Shooting broke out and the crowd dispersed throughout the city, setting fire to several parked cars, banks and shops, they said.

A television crew reported seeing a dozen Revolutionary Guardsmen lob tear-gas cannisters and fire automatic weapons toward about 5,000 Sharitmadari followers assembling about 300 yards away.

Once the groups separated for other parts of the city, Khomeini supporters marched toward the headquarters of the Moslem People's Republican Party, the heavily fortified center of Shariatmadari followers. Intense fighting continued in front of the party headquarters.

Reports from both sides of the battle said the Shariatmadari forces fought back with automatic rifles.

Animosity dividing followers of the two religious leaders dates back to early December, when Khomeini supporters in Qom marched on Shariatmadari's house and killed one of his guards to protest Shariatmadari's opposition to provisions of the new constitution giving absolute power to Khomeini.

Retaliation in Tabriz by Shariatmadari's followers, who seized the Television and radio station and occupied the governor's office, ended two days later after Khomeini pledged to remove three of his representatives accused of trampling on local customs and discriminating against supporters of Shariatmadari.

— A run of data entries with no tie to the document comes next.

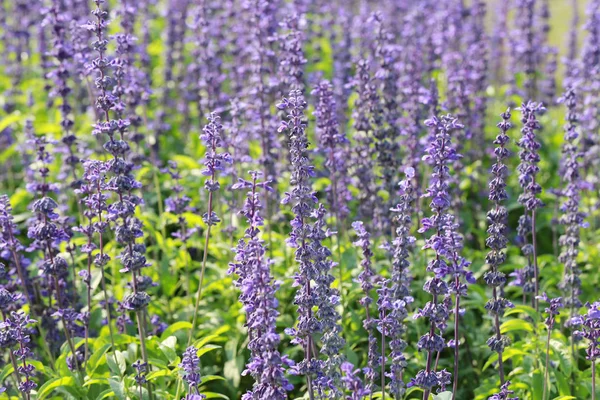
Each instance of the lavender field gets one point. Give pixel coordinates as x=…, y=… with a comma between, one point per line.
x=279, y=199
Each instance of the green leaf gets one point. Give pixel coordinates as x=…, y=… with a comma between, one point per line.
x=108, y=393
x=212, y=395
x=116, y=362
x=508, y=353
x=48, y=387
x=516, y=325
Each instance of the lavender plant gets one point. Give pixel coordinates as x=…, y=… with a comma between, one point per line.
x=323, y=376
x=266, y=365
x=497, y=240
x=528, y=169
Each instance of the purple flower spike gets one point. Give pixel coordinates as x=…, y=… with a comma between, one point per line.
x=497, y=241
x=572, y=218
x=314, y=262
x=258, y=289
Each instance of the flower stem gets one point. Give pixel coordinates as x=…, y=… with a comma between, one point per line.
x=202, y=271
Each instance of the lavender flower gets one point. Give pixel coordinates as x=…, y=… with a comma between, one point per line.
x=292, y=60
x=258, y=297
x=367, y=278
x=353, y=383
x=572, y=218
x=335, y=146
x=126, y=226
x=11, y=247
x=214, y=161
x=497, y=240
x=447, y=244
x=504, y=393
x=552, y=310
x=400, y=284
x=366, y=115
x=589, y=328
x=386, y=145
x=62, y=51
x=313, y=260
x=590, y=71
x=528, y=170
x=190, y=371
x=525, y=49
x=178, y=203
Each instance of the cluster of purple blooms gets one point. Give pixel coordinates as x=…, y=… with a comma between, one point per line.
x=379, y=94
x=497, y=240
x=257, y=287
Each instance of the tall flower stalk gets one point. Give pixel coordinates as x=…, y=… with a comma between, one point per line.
x=554, y=305
x=334, y=143
x=589, y=328
x=214, y=161
x=127, y=228
x=367, y=279
x=528, y=170
x=446, y=243
x=266, y=365
x=572, y=218
x=497, y=240
x=323, y=376
x=399, y=284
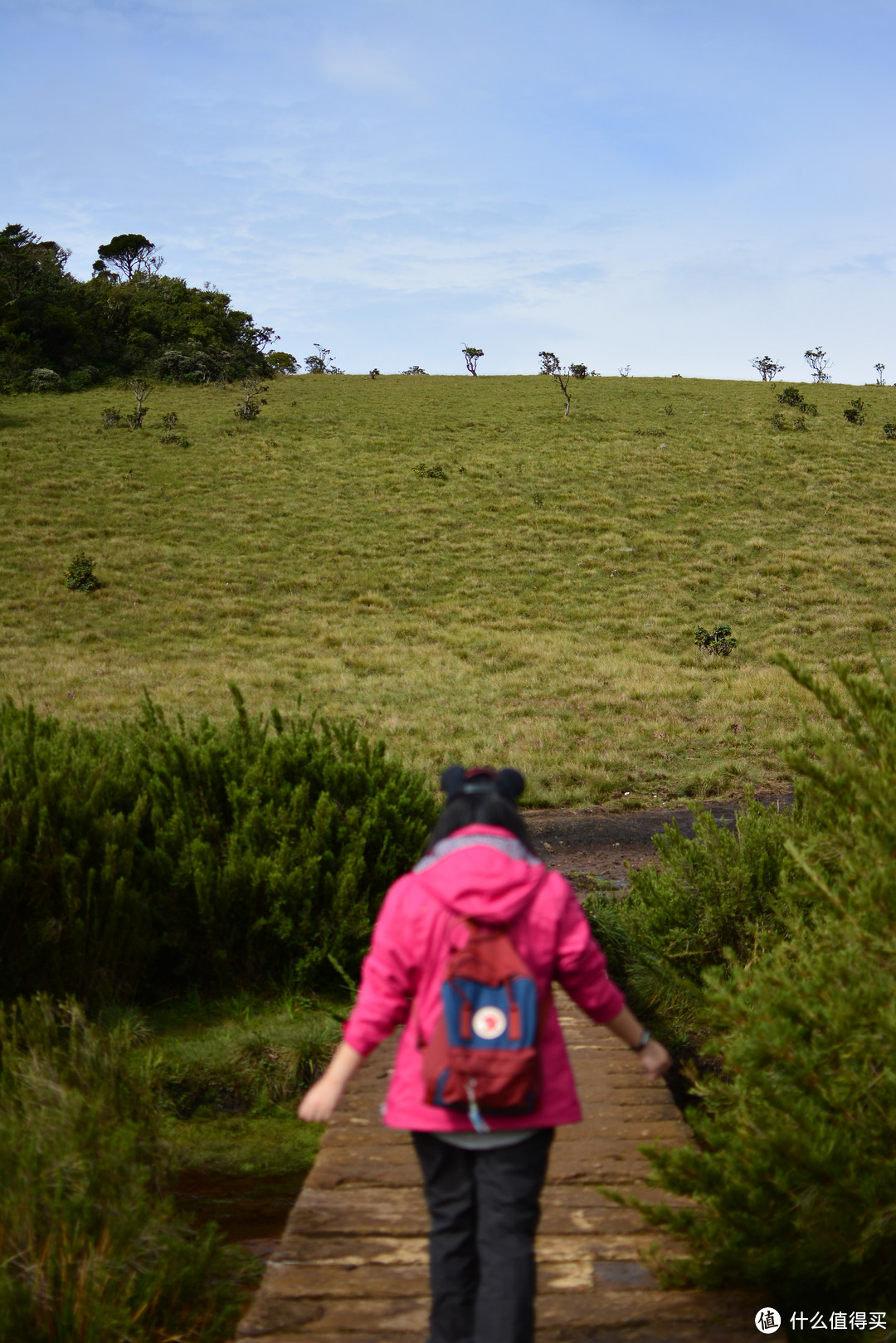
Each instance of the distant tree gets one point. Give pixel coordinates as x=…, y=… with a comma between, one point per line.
x=472, y=355
x=818, y=362
x=766, y=366
x=282, y=363
x=129, y=254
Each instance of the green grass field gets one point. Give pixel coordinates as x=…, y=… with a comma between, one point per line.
x=535, y=607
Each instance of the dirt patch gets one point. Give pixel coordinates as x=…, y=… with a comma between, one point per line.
x=603, y=842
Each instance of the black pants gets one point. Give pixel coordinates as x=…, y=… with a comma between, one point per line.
x=484, y=1209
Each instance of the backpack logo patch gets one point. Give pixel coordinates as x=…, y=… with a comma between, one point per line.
x=489, y=1022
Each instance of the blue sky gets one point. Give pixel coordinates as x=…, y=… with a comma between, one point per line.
x=670, y=186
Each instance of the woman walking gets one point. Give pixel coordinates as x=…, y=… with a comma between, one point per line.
x=464, y=954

Several weeks after the pledge, the three officials remained in their positions. Shariatmadari's followers, feeling betrayed, have reacted.

The Associated Press added from Tehran:

Ayatollah Mohammed Behesti, first secretary of the ruling Revolutionary Council, told a press conference, "There is some movement" toward freeing of the U.S. hostages.

"I am not sure if this movement will be seen in a few days, maybe a few weeks," said the influential clergyman. His only elaboration was to say, "A solution includes the possibility of a spy trial."

[White House press secretary Jody Powell said there was no evidence to substantiate Bcheshti's claim.]

In another development, Iran's Foreign Ministry said news agency and TV reports that U.N. Secretary General Kurt Waldheim met secretly with U.S. Charge d'Affaires L. Bruce Laingen during Waldheim's visit here last week were "utterly baseless," the official Pars news agency said today.